Ugandan President Yoweri Museveni speaks during a mediation session in Bujumbura, Burundi, July 14, 2015.
Ugandan President Yoweri Museveni speaks during a mediation session in Bujumbura, Burundi, July 14, 2015.

Ugandan Defense Minister Crispus Kiyonga is scheduled to arrive in Burundi Thursday to lead discussions aimed at resolving tensions in the country ahead of the rescheduled presidential vote on July 21, according to Burundian Foreign Minister Alan Nyamitwe.

Representatives of the government, opposition and civil society groups plan to meet with the Ugandan minister in a bid to find ways of resolving the crisis in Burundi.

"He will come and remain here permanently to help us sort all those unresolved issues here and there," said Nyamitwe.

Some opposition and civil society groups said that because they reject Burundian President Pierre Nkurunziza's controversial bid for a third term, it was inappropriate for regional leaders to choose Ugandan President Yoweri Museveni as mediator.

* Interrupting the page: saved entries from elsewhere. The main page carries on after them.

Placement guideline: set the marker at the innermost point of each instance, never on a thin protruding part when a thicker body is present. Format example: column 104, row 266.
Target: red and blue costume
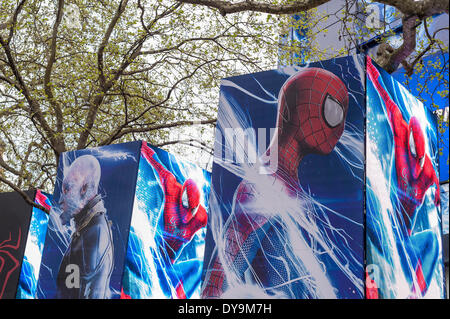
column 312, row 107
column 415, row 175
column 183, row 213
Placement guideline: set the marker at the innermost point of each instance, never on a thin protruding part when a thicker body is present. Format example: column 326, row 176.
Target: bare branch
column 227, row 7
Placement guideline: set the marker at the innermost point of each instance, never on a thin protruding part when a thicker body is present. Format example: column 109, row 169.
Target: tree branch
column 227, row 7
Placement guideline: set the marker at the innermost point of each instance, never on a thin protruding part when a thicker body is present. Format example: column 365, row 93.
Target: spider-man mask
column 313, row 105
column 416, row 147
column 190, row 200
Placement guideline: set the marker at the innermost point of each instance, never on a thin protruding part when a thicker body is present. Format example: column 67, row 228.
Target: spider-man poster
column 87, row 234
column 168, row 227
column 16, row 232
column 404, row 246
column 286, row 204
column 31, row 264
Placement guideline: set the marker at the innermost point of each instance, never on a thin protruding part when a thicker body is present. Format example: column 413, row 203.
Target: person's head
column 416, row 147
column 190, row 200
column 80, row 184
column 313, row 105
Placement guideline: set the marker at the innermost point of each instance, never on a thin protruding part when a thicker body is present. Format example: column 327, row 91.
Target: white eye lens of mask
column 333, row 112
column 184, row 199
column 412, row 145
column 194, row 211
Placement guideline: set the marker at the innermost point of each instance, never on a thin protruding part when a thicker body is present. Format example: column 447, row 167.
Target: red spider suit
column 415, row 175
column 183, row 213
column 312, row 107
column 8, row 261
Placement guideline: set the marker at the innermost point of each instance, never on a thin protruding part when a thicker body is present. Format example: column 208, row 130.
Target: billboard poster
column 29, row 273
column 404, row 247
column 15, row 215
column 286, row 205
column 87, row 234
column 168, row 228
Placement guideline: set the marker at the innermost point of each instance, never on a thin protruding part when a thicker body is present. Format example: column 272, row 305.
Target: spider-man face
column 416, row 147
column 313, row 105
column 190, row 200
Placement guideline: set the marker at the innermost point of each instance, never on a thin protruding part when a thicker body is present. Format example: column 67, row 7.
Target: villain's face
column 313, row 105
column 80, row 184
column 416, row 147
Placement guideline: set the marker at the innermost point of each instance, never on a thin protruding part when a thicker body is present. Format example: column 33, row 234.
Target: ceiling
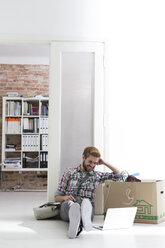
column 23, row 53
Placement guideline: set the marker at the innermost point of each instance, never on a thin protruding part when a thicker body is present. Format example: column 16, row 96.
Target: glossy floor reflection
column 19, row 228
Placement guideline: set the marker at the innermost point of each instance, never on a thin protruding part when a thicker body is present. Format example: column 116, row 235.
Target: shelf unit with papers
column 24, row 134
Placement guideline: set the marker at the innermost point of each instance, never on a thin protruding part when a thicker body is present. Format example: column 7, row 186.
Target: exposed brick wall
column 24, row 79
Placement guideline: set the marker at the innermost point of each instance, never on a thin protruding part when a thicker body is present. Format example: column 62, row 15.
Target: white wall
column 134, row 31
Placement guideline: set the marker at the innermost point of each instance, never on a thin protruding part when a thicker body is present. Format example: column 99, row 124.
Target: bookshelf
column 25, row 134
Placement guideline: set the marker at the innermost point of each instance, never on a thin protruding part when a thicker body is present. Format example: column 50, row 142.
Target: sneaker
column 74, row 220
column 86, row 214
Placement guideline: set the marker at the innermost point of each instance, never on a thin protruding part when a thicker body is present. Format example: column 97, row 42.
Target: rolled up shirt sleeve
column 63, row 183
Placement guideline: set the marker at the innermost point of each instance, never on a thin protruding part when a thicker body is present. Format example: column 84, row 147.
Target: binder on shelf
column 43, row 160
column 30, row 143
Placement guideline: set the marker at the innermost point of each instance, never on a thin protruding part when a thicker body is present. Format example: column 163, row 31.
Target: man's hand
column 101, row 161
column 60, row 198
column 132, row 179
column 69, row 198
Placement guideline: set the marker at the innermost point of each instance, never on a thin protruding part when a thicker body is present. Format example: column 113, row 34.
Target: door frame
column 89, row 46
column 57, row 48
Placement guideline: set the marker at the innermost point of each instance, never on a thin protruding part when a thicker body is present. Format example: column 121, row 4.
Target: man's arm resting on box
column 111, row 167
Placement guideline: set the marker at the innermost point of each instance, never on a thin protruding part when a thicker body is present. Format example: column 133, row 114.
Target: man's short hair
column 91, row 150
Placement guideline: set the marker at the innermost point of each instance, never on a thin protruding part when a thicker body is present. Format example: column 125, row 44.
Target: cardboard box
column 148, row 197
column 99, row 200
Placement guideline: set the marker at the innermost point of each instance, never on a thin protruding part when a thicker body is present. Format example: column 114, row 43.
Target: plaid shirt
column 72, row 177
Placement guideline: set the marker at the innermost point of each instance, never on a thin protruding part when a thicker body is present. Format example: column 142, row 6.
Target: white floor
column 18, row 228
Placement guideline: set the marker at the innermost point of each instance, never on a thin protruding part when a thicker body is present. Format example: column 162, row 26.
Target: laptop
column 118, row 218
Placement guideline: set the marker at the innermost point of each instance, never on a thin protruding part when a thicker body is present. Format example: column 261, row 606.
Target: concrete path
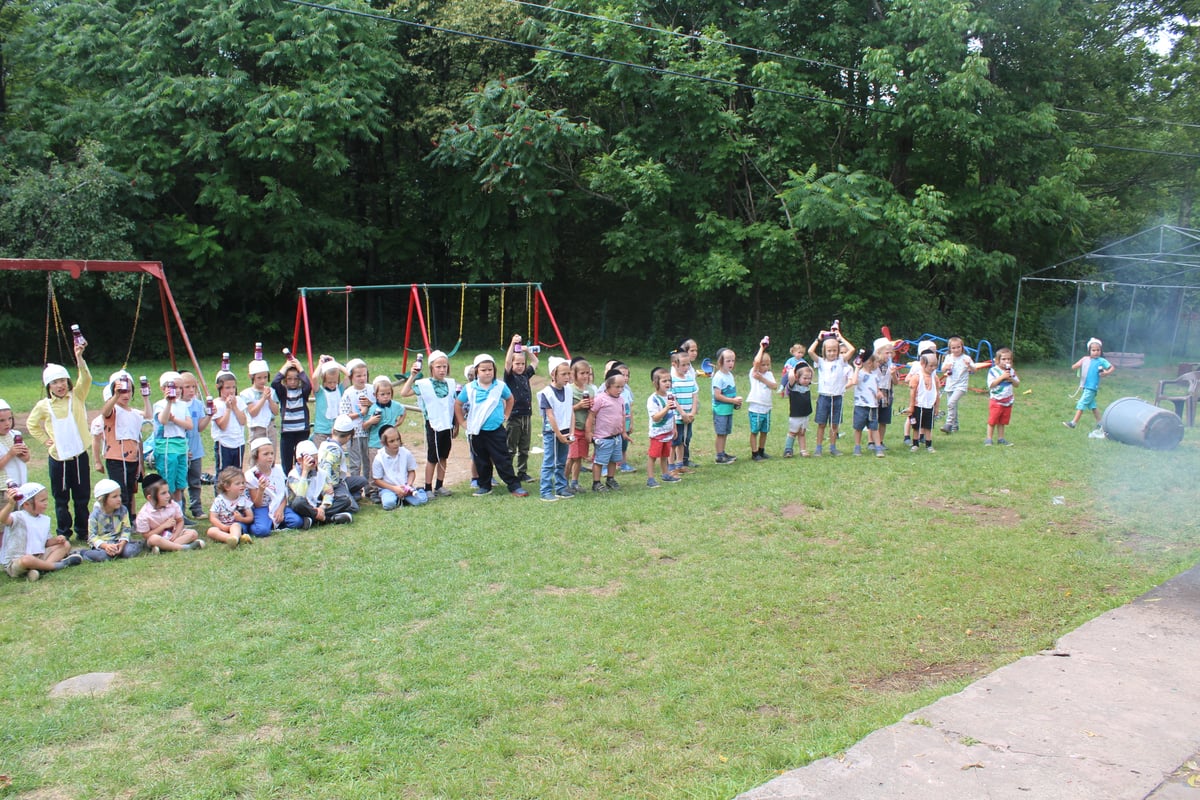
column 1111, row 713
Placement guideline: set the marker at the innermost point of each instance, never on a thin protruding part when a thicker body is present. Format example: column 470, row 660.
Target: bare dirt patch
column 921, row 675
column 978, row 513
column 607, row 590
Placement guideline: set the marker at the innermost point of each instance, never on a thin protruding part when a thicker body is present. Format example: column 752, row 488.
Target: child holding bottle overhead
column 435, row 396
column 60, row 422
column 557, row 417
column 834, row 371
column 762, row 384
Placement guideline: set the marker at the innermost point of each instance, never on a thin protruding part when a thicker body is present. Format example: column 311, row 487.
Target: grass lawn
column 691, row 641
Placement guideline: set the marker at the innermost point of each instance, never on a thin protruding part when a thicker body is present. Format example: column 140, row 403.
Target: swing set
column 77, row 268
column 420, row 306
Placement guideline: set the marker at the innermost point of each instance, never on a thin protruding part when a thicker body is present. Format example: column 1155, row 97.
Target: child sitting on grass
column 231, row 515
column 27, row 548
column 161, row 519
column 394, row 473
column 108, row 527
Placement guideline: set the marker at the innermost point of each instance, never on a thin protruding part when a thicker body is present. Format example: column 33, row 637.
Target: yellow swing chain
column 137, row 316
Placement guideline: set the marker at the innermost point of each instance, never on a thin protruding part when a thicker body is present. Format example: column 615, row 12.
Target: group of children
column 351, row 445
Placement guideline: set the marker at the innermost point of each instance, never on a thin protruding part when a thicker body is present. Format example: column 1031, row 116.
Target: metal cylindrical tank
column 1133, row 421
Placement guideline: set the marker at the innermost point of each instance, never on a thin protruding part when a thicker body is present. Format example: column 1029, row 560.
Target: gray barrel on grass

But Nyamitwe said Museveni is uniquely qualified to be the mediator to help the country resolve the political challenges it faces, despite criticisms that he has removed term limits from the constitution, enabling him to be president for life if he continues to win elections.

"We all agree that he is a respected statesman in the region. President Museveni was the key architect of the inter-Burundian talks in the '90s till 2005. Nobody has questioned his capacities then. Why should they question his capacities today? For me, there is no doubt about the capacity of President Museveni," said Nyamitwe.

Nyamitwe's comments came after Museveni urged the government in Bujumbura and the opposition and civil society groups to hold talks to end the political crisis. The crisis has so far forced an estimated 140,000 to flee the country into neighboring countries.

Nyamitwe said Museveni's mediation efforts had already been helpful to resolving the crisis.

"So far the process has been positive," said Nyamitwe. "The most positive outcome so far was the fact that both sides have agreed to dialogue under the facilitation of President Museveni. So there is no doubt that this time around, we have hope that we will deliver."

Critics say two weeks is too short a time allotted for Museveni to help negotiate with the two opposing groups to end the crisis. Nyamitwe disagreed.

"It has never been the case that the sides would have to resolve all the issues before the elections. …They said some of the issues have to be discussed among stakeholders so that the elections are held in a less tense environment, and that is exactly what has been going on," Nyamitwe.